Repository: github.com/Yoshiki0705/FSx-for-ONTAP-S3AccessPoints-Serverless-Patterns
Introduction
Phase 3 delivered near-real-time streaming, SageMaker Batch Transform with the Callback Pattern, and a full observability stack. But it left several production gaps:
- Task Token storage: The Phase 3 mock mode passed tokens directly, but SageMaker tag values are limited to 256 characters while Task Tokens are ~1,000 characters
- Inference latency: Batch Transform takes minutes — some use cases need millisecond-level responses
- Enterprise deployment: Single-account patterns don't scale to organizations with multiple workload accounts
- Event latency: Even with Kinesis, the polling-based change detection adds a 1-minute floor to end-to-end latency
Phase 4 addresses all four gaps while maintaining the project's core principle: every feature is opt-in with zero cost when disabled.
Summary Table
| Feature | Component | AWS Services | Verification |
|---|---|---|---|
| Task Token Store | Correlation ID + DynamoDB | DynamoDB, Step Functions, Lambda | ✅ E2E (8-char hex round-trip, TTL cleanup) |
| Real-time Inference | Multi-Variant Endpoint | SageMaker, Auto Scaling | ✅ Deployed (ml.m5.large, 1-4 instances) |
| A/B Testing | Traffic Splitting + Comparison | SageMaker, CloudWatch EMF | ✅ Variant metrics aggregation verified |
| Multi-Account | StackSets + Cross-Account IAM | CloudFormation StackSets, IAM, CloudWatch | ✅ Template validation (cross-account role chain) |
| Event-Driven Prototype | S3 → EventBridge → Step Functions | S3, EventBridge, Step Functions, Lambda | ✅ E2E: 3.5 seconds (PutObject → processing complete) |
| Model Registry | Approval Workflow | SageMaker Model Registry | ✅ Governance flow validated |
Cost Impact
| Feature | Default | Monthly Cost (when enabled) |
|---|---|---|
| DynamoDB Task Token Store | Disabled | ~$0 (PAY_PER_REQUEST, minimal reads/writes) |
| Real-time Endpoint | Disabled | ~$215/month per ml.m5.large instance/variant (ap-northeast-1) |
| A/B Testing (Multi-Variant) | Disabled | No separate A/B fee, but each variant with provisioned instances adds instance-hour cost (e.g., 2-variant = ~$430/month) |
| Auto Scaling (1-4 instances) | Disabled | Scales per variant; total cost depends on variant count × instance count |
| Model Registry | Disabled | $0 (metadata only) |
| Event-Driven Prototype | Disabled | ~$0 (pay-per-event, negligible at test scale) |
Cost warning: The Real-time Endpoint is the only feature with significant ongoing cost (~$7/day per ml.m5.large instance/variant). A two-variant A/B test roughly doubles the baseline endpoint cost. The cleanup script (
scripts/cleanup_phase4.sh --endpoint-only) stops billing within minutes. Always delete endpoints when not actively testing.
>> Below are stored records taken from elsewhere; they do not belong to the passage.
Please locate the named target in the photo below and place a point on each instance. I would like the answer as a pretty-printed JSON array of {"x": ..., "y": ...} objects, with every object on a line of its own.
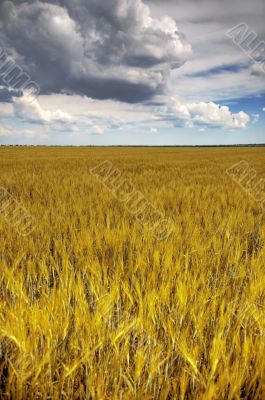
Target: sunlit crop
[{"x": 93, "y": 306}]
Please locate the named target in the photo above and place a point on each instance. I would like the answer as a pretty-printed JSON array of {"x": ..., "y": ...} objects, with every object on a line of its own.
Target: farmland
[{"x": 93, "y": 305}]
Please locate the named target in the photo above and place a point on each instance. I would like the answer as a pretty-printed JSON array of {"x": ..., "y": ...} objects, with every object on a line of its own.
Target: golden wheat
[{"x": 93, "y": 306}]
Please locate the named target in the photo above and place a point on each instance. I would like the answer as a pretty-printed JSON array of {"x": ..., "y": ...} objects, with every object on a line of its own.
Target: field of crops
[{"x": 95, "y": 305}]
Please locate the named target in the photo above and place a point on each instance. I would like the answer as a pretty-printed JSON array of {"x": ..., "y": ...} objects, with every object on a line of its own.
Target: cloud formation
[
  {"x": 33, "y": 112},
  {"x": 202, "y": 113},
  {"x": 101, "y": 49}
]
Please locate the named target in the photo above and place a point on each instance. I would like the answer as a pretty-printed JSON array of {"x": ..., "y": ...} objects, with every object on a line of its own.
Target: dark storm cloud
[{"x": 101, "y": 49}]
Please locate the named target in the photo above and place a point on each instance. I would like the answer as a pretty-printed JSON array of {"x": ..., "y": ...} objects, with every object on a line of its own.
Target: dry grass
[{"x": 93, "y": 307}]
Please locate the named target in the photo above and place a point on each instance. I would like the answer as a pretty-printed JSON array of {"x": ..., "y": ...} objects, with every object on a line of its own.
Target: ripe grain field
[{"x": 94, "y": 306}]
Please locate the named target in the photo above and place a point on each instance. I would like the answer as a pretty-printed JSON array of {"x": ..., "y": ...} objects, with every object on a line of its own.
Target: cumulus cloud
[
  {"x": 33, "y": 112},
  {"x": 7, "y": 131},
  {"x": 202, "y": 113},
  {"x": 101, "y": 49}
]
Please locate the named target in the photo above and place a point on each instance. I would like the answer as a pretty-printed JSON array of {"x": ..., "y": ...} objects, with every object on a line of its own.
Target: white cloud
[
  {"x": 33, "y": 112},
  {"x": 255, "y": 118},
  {"x": 202, "y": 113},
  {"x": 8, "y": 131}
]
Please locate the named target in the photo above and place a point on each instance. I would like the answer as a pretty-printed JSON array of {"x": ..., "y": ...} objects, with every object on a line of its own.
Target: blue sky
[{"x": 129, "y": 72}]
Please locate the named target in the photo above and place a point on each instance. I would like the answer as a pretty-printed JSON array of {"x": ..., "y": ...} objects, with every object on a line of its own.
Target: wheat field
[{"x": 93, "y": 306}]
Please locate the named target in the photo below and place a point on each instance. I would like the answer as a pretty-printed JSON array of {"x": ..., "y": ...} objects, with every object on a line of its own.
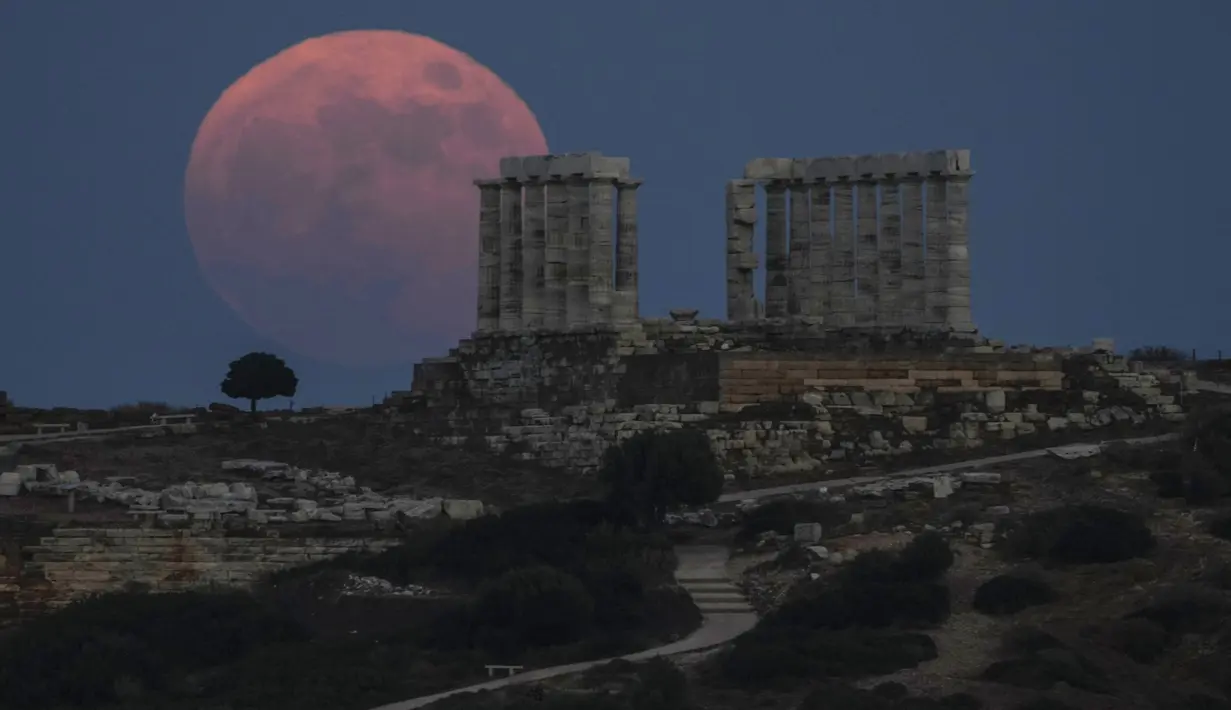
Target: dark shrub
[
  {"x": 536, "y": 607},
  {"x": 654, "y": 471},
  {"x": 926, "y": 558},
  {"x": 1082, "y": 535},
  {"x": 1044, "y": 704},
  {"x": 784, "y": 654},
  {"x": 1045, "y": 668},
  {"x": 120, "y": 645},
  {"x": 1139, "y": 639},
  {"x": 1186, "y": 610},
  {"x": 1203, "y": 481},
  {"x": 1010, "y": 593},
  {"x": 1210, "y": 438}
]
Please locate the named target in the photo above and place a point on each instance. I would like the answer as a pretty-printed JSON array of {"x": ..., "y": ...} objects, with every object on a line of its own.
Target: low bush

Theme A: DynamoDB Task Token Store
The Problem
In Phase 3, we implemented the SageMaker Callback Pattern by passing the Step Functions Task Token directly in SageMaker job tags. This works for prototyping but has a critical limitation: SageMaker tag values are limited to 256 characters, while Task Tokens are approximately 1,000 characters.
The Solution: Correlation ID Pattern
Step Functions (.waitForTaskToken)
→ SageMaker Invoke Lambda
→ Generate 8-char hex Correlation ID (UUID4 prefix)
→ Store {correlation_id → task_token} in DynamoDB (TTL: 24h)
→ Create Transform Job with tag: CorrelationId=abc12345
SageMaker Job Completes
→ EventBridge Rule triggers Callback Lambda
→ Extract CorrelationId from job tags
→ Retrieve task_token from DynamoDB
→ SendTaskSuccess/Failure to Step Functions
→ Delete DynamoDB record (cleanup)
Key Design Decisions
Why 8-character hex IDs? With 32 bits of entropy, the collision probability is low for the expected concurrency in this reference implementation. Conditional writes detect collisions, and the Lambda retries with a new ID up to 3 times. For very high-concurrency production workloads (thousands of concurrent Batch Transform jobs), consider using a longer correlation ID such as 12 or 16 hex characters.
Why DynamoDB? Single-digit millisecond latency, automatic TTL cleanup (24-hour expiry), conditional writes for collision prevention, and pay-per-request pricing that costs effectively $0 at our scale.
Security: Task Tokens are never logged in plaintext. Only the correlation ID appears in CloudWatch Logs, providing auditability without exposing sensitive tokens.
Backward Compatibility: The TOKEN_STORAGE_MODE environment variable allows switching between dynamodb (new) and direct (Phase 3 compatible) modes. The Callback Lambda auto-detects the mode by checking which tag is present on the completed job.
DynamoDB Table Design
TaskTokenStore:
Type: AWS::DynamoDB::Table
Properties:
TableName: !Sub "${AWS::StackName}-task-token-store"
BillingMode: PAY_PER_REQUEST
AttributeDefinitions:
- AttributeName: correlation_id
AttributeType: S
KeySchema:
- AttributeName: correlation_id
KeyType: HASH
TimeToLiveSpecification:
AttributeName: ttl
Enabled: true
Conditional Write for Collision Prevention
dynamodb_table.put_item(
Item={
'correlation_id': correlation_id,
'task_token': task_token,
'job_name': transform_job_name,
'created_at': int(time.time()),
'ttl': int(time.time()) + 86400 # 24-hour TTL
},
ConditionExpression='attribute_not_exists(correlation_id)'
)
If a collision occurs, the conditional write fails and the Lambda retries with a new ID up to 3 times.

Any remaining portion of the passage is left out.